We understand from Alfred Kadushin in ‘Games People Play in Supervision’, that we are to remain astute to the TA strategic moves that clients may make to massage the interaction overtly or covertly according to their desire. In the rules of engagement, there are psychological parameters both explicit and implicit. Boundaries spoken and unspoken. The implicit and unspoken is often where it is less ‘clean’ and is fertile ground for created narrative. This is where shadows take root but not necessarily surface unless something significant happens like there is a breach of trust which potentially results in broken rapport. When throwing a ball to your client, you will naturally have a predicted expectation for a sharp catch, a fumbled clambering, or for the ball to be dropped. If the response is in line with your estimation, this alignment may form some sense of you knowing your client in a predictable way. When your assumptions are continuously confirmed you risk unintentionally creating an avatar of them. We can almost white noise their experience and disregard anything that doesn’t quite fit the equation of our assumptions. Conversely, if the client responds in an unexpected way to a ball being thrown, our minds are inclined to search for the meaning of this. A dropped ball may signify a lack of investment or direct challenge.
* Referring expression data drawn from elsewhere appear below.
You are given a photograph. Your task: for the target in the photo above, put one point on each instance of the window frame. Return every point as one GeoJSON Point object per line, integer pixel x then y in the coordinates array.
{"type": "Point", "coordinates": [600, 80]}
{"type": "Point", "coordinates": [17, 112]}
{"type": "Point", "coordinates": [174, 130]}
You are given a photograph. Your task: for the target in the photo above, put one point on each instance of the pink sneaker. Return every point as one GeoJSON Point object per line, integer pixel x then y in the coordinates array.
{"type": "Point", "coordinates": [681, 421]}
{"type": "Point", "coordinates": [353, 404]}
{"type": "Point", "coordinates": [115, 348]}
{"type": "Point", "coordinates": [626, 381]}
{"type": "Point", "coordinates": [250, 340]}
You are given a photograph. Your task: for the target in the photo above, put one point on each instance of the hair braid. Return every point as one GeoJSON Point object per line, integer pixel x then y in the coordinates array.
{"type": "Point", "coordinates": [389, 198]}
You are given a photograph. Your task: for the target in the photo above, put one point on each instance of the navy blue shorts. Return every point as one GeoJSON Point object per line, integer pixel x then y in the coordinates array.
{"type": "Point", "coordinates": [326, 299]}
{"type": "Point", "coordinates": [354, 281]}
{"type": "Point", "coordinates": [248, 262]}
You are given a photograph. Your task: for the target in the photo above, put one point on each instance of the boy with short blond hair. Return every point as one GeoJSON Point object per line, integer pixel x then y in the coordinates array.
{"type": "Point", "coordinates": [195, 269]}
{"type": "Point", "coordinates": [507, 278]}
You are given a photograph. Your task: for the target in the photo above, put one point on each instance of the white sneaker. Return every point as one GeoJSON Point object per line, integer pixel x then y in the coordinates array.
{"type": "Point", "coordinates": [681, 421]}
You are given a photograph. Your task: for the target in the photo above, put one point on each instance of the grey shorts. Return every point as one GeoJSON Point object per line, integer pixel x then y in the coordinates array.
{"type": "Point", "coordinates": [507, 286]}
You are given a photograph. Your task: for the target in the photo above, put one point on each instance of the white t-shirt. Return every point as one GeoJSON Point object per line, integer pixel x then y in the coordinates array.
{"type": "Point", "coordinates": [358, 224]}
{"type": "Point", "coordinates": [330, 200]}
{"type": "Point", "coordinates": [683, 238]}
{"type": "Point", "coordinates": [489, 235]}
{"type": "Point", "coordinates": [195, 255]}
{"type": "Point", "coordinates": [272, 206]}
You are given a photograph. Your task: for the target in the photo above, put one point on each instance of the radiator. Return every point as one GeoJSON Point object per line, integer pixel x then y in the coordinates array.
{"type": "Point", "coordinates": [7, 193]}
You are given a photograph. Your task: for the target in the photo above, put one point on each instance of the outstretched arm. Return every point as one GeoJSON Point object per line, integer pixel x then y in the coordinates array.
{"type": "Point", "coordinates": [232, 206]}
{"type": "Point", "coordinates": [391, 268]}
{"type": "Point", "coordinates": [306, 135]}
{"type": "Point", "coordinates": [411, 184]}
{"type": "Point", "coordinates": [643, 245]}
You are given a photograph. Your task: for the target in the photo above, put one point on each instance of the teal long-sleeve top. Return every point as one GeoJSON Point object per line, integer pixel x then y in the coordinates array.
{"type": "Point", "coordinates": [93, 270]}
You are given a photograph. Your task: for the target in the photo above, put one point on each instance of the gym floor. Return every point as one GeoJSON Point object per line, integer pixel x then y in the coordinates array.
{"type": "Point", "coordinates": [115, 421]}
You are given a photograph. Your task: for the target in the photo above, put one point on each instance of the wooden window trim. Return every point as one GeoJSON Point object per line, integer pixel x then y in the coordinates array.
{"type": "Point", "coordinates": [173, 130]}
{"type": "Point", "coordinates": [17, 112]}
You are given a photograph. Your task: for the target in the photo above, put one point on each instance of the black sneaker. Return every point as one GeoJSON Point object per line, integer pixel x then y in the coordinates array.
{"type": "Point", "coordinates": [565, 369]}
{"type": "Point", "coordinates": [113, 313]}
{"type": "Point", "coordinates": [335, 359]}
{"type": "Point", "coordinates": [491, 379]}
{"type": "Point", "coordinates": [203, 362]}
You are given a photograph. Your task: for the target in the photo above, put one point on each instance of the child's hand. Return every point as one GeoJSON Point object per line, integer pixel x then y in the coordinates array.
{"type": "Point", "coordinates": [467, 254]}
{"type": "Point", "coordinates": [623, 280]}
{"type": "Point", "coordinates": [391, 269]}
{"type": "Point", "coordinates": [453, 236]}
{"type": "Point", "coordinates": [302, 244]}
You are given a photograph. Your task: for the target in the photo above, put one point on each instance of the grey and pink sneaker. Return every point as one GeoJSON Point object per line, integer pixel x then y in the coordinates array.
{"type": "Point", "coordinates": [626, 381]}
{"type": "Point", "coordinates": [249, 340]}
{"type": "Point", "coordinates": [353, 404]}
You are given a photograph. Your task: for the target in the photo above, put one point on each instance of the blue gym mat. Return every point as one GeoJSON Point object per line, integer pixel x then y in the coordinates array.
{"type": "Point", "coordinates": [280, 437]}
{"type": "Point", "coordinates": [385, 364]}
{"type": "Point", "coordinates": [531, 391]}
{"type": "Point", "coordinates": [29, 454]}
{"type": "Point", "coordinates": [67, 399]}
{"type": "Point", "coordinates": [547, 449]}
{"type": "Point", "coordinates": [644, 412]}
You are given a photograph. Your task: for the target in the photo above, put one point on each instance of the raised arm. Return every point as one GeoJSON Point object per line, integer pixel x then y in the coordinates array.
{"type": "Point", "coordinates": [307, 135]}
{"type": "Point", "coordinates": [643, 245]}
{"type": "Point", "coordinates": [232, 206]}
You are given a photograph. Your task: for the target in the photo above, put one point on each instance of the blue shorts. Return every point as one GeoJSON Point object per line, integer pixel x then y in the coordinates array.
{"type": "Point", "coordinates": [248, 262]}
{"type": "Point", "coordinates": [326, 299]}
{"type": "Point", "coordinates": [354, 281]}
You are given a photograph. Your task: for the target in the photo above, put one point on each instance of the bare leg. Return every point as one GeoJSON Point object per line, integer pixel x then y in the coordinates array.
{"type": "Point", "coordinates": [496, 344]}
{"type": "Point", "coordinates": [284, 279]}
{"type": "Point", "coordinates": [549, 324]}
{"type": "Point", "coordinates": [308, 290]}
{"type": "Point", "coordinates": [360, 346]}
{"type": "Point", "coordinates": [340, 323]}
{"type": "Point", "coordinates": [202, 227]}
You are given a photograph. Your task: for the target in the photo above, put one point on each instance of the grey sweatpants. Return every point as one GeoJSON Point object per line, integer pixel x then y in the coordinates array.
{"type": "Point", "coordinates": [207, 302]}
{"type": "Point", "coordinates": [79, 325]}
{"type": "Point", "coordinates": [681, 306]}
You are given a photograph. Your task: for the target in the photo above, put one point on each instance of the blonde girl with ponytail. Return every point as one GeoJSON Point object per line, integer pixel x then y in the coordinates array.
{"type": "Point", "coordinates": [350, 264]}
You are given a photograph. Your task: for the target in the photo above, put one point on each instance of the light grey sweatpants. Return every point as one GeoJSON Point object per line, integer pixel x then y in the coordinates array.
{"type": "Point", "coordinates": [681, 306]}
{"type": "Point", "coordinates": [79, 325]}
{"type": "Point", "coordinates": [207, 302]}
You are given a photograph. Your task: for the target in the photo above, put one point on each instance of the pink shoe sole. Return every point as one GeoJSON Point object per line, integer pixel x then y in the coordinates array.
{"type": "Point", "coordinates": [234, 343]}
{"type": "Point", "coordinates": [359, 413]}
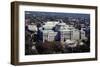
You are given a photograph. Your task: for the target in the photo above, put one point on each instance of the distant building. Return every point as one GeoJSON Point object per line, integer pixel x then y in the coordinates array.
{"type": "Point", "coordinates": [62, 30]}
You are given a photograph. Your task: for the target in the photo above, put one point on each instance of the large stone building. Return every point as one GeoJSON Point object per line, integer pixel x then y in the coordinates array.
{"type": "Point", "coordinates": [53, 30]}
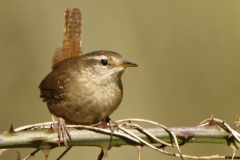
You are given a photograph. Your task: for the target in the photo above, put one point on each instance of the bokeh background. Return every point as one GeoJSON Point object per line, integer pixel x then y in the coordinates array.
{"type": "Point", "coordinates": [188, 54]}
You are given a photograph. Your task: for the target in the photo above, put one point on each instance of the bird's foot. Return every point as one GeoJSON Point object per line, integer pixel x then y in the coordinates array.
{"type": "Point", "coordinates": [104, 124]}
{"type": "Point", "coordinates": [63, 131]}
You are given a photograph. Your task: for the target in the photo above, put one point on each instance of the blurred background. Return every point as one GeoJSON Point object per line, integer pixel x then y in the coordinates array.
{"type": "Point", "coordinates": [187, 52]}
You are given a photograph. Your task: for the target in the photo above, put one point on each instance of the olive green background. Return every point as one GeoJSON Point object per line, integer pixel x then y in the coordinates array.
{"type": "Point", "coordinates": [188, 54]}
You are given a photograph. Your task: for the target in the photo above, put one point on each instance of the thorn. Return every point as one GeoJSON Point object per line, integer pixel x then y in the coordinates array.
{"type": "Point", "coordinates": [31, 154]}
{"type": "Point", "coordinates": [68, 148]}
{"type": "Point", "coordinates": [46, 153]}
{"type": "Point", "coordinates": [234, 148]}
{"type": "Point", "coordinates": [105, 153]}
{"type": "Point", "coordinates": [139, 148]}
{"type": "Point", "coordinates": [11, 130]}
{"type": "Point", "coordinates": [100, 156]}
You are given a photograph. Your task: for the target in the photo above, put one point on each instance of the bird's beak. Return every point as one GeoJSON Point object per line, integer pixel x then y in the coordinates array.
{"type": "Point", "coordinates": [128, 64]}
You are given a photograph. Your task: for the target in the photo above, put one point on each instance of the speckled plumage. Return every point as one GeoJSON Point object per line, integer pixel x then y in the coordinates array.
{"type": "Point", "coordinates": [82, 90]}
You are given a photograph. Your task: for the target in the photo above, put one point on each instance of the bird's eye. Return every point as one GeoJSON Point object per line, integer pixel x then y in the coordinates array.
{"type": "Point", "coordinates": [104, 62]}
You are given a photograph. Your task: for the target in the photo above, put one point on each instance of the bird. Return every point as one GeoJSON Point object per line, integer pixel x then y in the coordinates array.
{"type": "Point", "coordinates": [85, 89]}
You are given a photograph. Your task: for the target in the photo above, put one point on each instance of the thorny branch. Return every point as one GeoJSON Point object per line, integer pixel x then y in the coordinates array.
{"type": "Point", "coordinates": [44, 136]}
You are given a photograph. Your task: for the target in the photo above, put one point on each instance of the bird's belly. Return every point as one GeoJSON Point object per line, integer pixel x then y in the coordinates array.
{"type": "Point", "coordinates": [88, 108]}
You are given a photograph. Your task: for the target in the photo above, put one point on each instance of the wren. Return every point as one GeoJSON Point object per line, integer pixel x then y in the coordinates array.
{"type": "Point", "coordinates": [82, 89]}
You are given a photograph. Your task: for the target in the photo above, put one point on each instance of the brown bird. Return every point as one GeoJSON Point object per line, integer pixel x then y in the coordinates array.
{"type": "Point", "coordinates": [85, 89]}
{"type": "Point", "coordinates": [82, 89]}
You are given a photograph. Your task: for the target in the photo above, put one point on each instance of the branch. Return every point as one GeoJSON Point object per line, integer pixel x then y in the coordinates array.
{"type": "Point", "coordinates": [42, 136]}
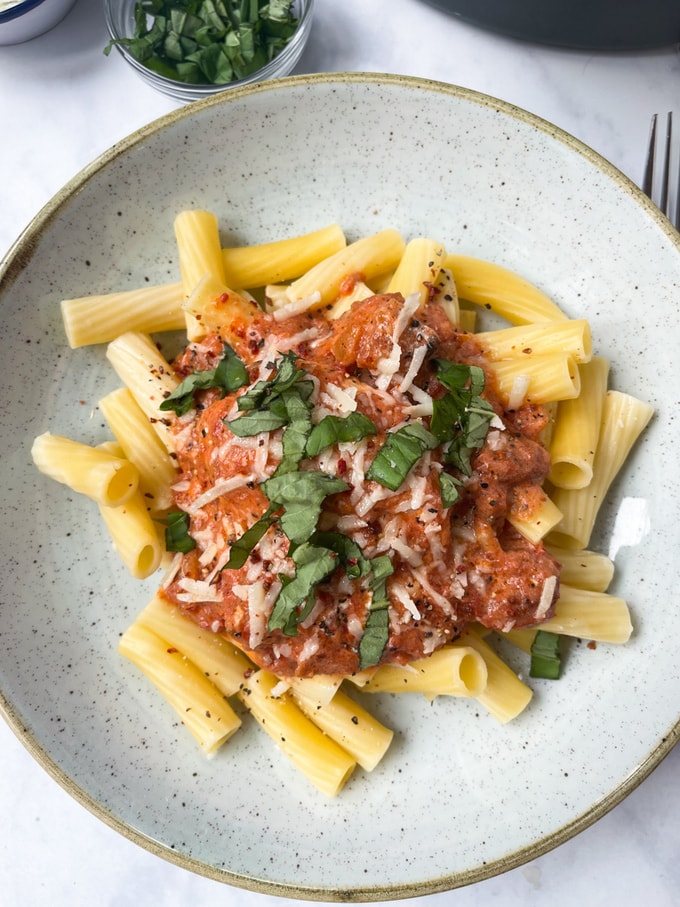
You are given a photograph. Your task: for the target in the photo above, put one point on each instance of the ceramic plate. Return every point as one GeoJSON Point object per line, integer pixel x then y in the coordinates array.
{"type": "Point", "coordinates": [459, 797]}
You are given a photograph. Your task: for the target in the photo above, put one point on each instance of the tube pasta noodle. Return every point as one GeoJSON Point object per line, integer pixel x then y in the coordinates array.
{"type": "Point", "coordinates": [100, 319]}
{"type": "Point", "coordinates": [543, 358]}
{"type": "Point", "coordinates": [501, 291]}
{"type": "Point", "coordinates": [583, 568]}
{"type": "Point", "coordinates": [134, 536]}
{"type": "Point", "coordinates": [623, 419]}
{"type": "Point", "coordinates": [577, 428]}
{"type": "Point", "coordinates": [419, 266]}
{"type": "Point", "coordinates": [200, 255]}
{"type": "Point", "coordinates": [283, 259]}
{"type": "Point", "coordinates": [450, 671]}
{"type": "Point", "coordinates": [505, 696]}
{"type": "Point", "coordinates": [202, 708]}
{"type": "Point", "coordinates": [572, 338]}
{"type": "Point", "coordinates": [216, 657]}
{"type": "Point", "coordinates": [108, 479]}
{"type": "Point", "coordinates": [590, 615]}
{"type": "Point", "coordinates": [536, 521]}
{"type": "Point", "coordinates": [351, 726]}
{"type": "Point", "coordinates": [326, 764]}
{"type": "Point", "coordinates": [545, 377]}
{"type": "Point", "coordinates": [370, 257]}
{"type": "Point", "coordinates": [142, 446]}
{"type": "Point", "coordinates": [148, 376]}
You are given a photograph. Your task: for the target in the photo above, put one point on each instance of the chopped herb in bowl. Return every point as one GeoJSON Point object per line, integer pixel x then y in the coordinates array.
{"type": "Point", "coordinates": [208, 43]}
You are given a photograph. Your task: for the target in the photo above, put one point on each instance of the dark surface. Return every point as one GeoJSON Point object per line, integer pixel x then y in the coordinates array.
{"type": "Point", "coordinates": [594, 24]}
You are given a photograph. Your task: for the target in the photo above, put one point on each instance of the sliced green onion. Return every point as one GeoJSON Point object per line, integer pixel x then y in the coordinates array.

Fudging the catch may, from your perspective, represent lack of skill, confidence, or general awareness. We are by default story tellers with no pause button. To live is to think and yet how much of this backdrop are we really sharing in the Supervision space. Is disclosing your shadow thought as the Supervisor polluting the interaction and impacting the dynamics of the relationship? Or does disclosure allow for authenticity all round to reign? Which version of clean is clean?

 

Is it cleaner to reserve your judgement or to share your gut instinct?

 

Recapping on what we have explored so far, we understand that:

  • It is an expected professional standard to provide a clean helpful space to the supervisee

  • We are influenced by an internal world which began with a distinct position and loose blueprint

  • With awareness, we are capable of mitigating our judgements or preconceived ideas.

 

 

Perhaps being clean means acknowledging and accepting that we cannot fully be. In other words, coming clean is to admit that you are not. There is no one size fits all clean. Having done the awareness ‘work’, we then must trust ourselves as Supervisors as to define clean as we journey with our clients. To speak and share is a ‘nothing to declare’ clean. In contrast, an internal pause to not pollute the Supervisees stream of conscious is also clean. Clean therefore maybe simplified to two key components- Awareness and intuition. We choose what we think works for the space and trust that the relationship is transparent enough to dialogue when things do not feel as clean as they ought.